Three weeks later Lavrans Blorgulfson came to Oslo to get his daughter.

Kristin was both afraid and sick at heart when she went to the parlatory to meet her father. The first thing that struck her as she watched him conversing with Sister Potentia was that he didn’t look the same as she remembered him. Perhaps he had not actually changed since they parted a year ago, but over the years she had always seen him as the young, vigorous, and handsome man she had been so proud to have as her father when she was small. Each winter and each summer that had passed up there at home had no doubt marked him and made him age, just as they had seen her develop into a grown-up young woman—but she had not noticed it. She hadn’t noticed that his hair had paled in some spots and had acquired a rusty reddish sheen at his temples, the way blond hair goes gray. His cheeks had become dry and thin so that the muscles of his face extended like cords to his mouth; his youthful white and pink complexion had grown uniformly weather-beaten. His back was not bowed, and yet his shoulder blades curved in a different manner beneath his cape. His step was light and steady as he came toward her with his hand outstretched, but these were not the same limber, brisk movements of the past. All of these things had probably been present the year before, but Kristin simply hadn’t noticed. Perhaps there was a slight touch of something else—a touch of dejection—that made her see these things now. She burst into tears.

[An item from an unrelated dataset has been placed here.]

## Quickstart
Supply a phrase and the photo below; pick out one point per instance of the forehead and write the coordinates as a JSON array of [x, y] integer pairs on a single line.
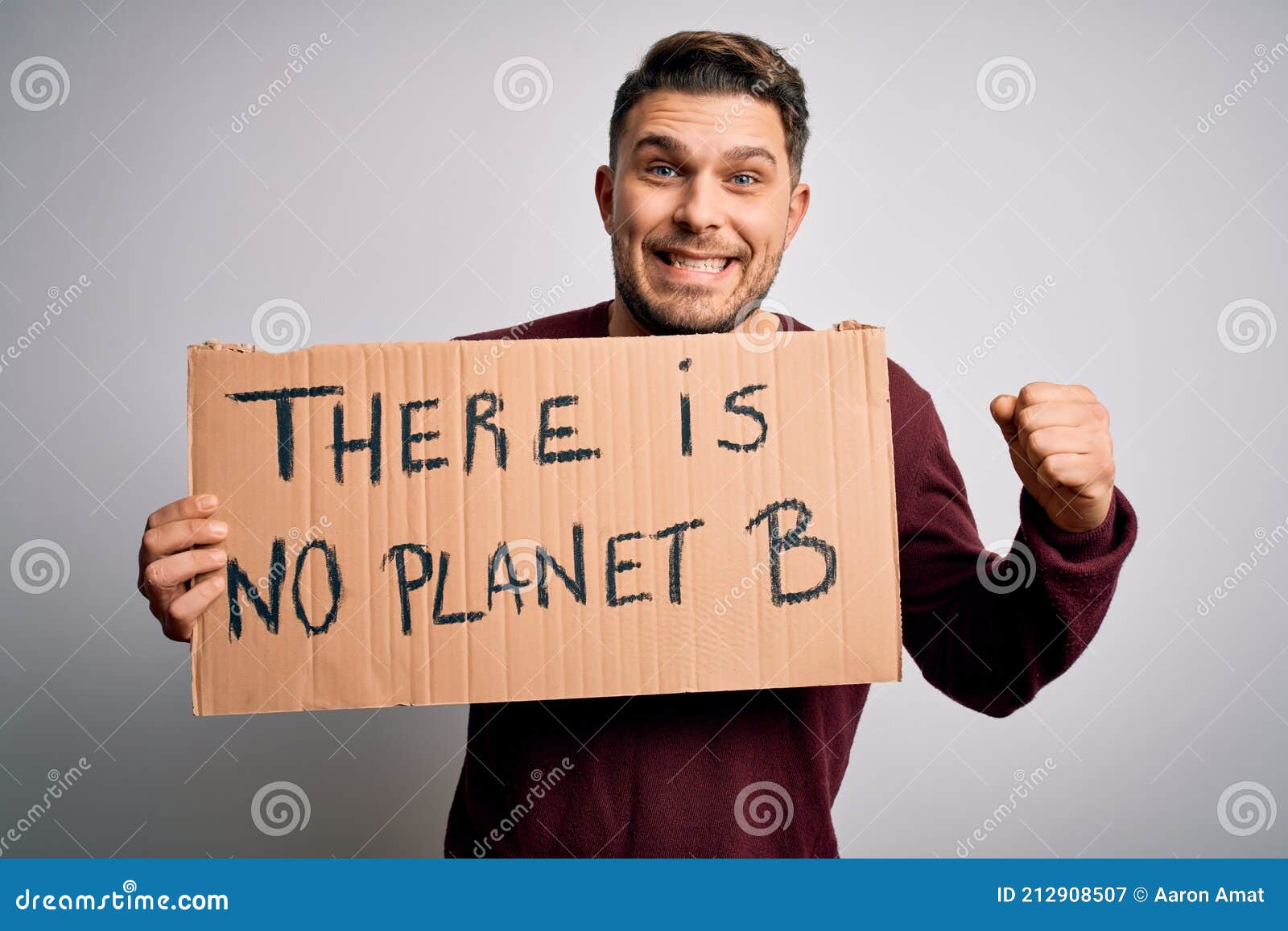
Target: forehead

Lavrans put his arm around her shoulder and held his hand to her cheek.

“Now, now, try to calm yourself, child,” he said gently.

“Are you angry with me, Father?” she asked softly.

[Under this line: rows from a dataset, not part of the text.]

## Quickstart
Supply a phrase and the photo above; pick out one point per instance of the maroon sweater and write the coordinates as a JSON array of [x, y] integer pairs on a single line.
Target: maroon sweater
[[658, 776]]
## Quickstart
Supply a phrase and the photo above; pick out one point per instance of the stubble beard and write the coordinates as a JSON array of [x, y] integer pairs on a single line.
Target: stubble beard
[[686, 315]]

“Surely you must realize that I am,” he replied, but he kept on caressing her cheek. “But you also know full well that you needn’t be afraid of me,” he said sadly. “No, you must calm down now, Kristin; aren’t you ashamed to be acting this way?” She was crying so hard that she had to sit down on a bench. “We’re not going to speak of these matters here where people are coming and going,” he said, sitting down next to her and taking her hand. “Aren’t you going to ask me about your mother? And your sisters?”

“What does Mother say about all this?” asked his daughter.

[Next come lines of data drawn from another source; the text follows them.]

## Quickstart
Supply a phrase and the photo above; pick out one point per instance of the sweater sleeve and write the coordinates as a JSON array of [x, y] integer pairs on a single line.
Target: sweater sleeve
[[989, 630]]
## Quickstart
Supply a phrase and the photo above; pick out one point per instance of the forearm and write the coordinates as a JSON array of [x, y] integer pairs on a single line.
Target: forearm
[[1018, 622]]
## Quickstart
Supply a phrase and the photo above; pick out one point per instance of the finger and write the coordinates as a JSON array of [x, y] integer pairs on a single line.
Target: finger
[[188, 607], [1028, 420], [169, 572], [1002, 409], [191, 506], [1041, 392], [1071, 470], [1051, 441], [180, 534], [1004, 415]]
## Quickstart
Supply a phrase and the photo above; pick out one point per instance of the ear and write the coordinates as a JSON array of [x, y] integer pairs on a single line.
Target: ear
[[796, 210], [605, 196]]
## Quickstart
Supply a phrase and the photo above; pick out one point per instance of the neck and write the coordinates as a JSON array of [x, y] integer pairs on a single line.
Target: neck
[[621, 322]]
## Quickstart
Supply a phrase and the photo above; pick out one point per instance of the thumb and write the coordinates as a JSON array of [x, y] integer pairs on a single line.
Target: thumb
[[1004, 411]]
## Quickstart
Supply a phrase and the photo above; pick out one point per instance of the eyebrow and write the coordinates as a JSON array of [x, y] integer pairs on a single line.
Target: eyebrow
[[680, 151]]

“Oh, you can imagine what she thinks—but we’re not going to talk about that here,” he said again. “Otherwise she’s fine.” And then he began to tell her all about everyone back home, until Kristin gradually grew calmer.

But she felt as if the tension only grew worse as her father refused to say anything about her breach of promise. He gave her money to distribute among the poor at the convent and gifts for the lay sisters; he himself gave generously to the convent and to the sisters, and no one at Nonneseter had any other thought than that Kristin was now going home to celebrate her betrothal and her marriage. They both ate the last meal at Fru Groa’s table in the abbess’s room, and the abbess gave Kristin the best report.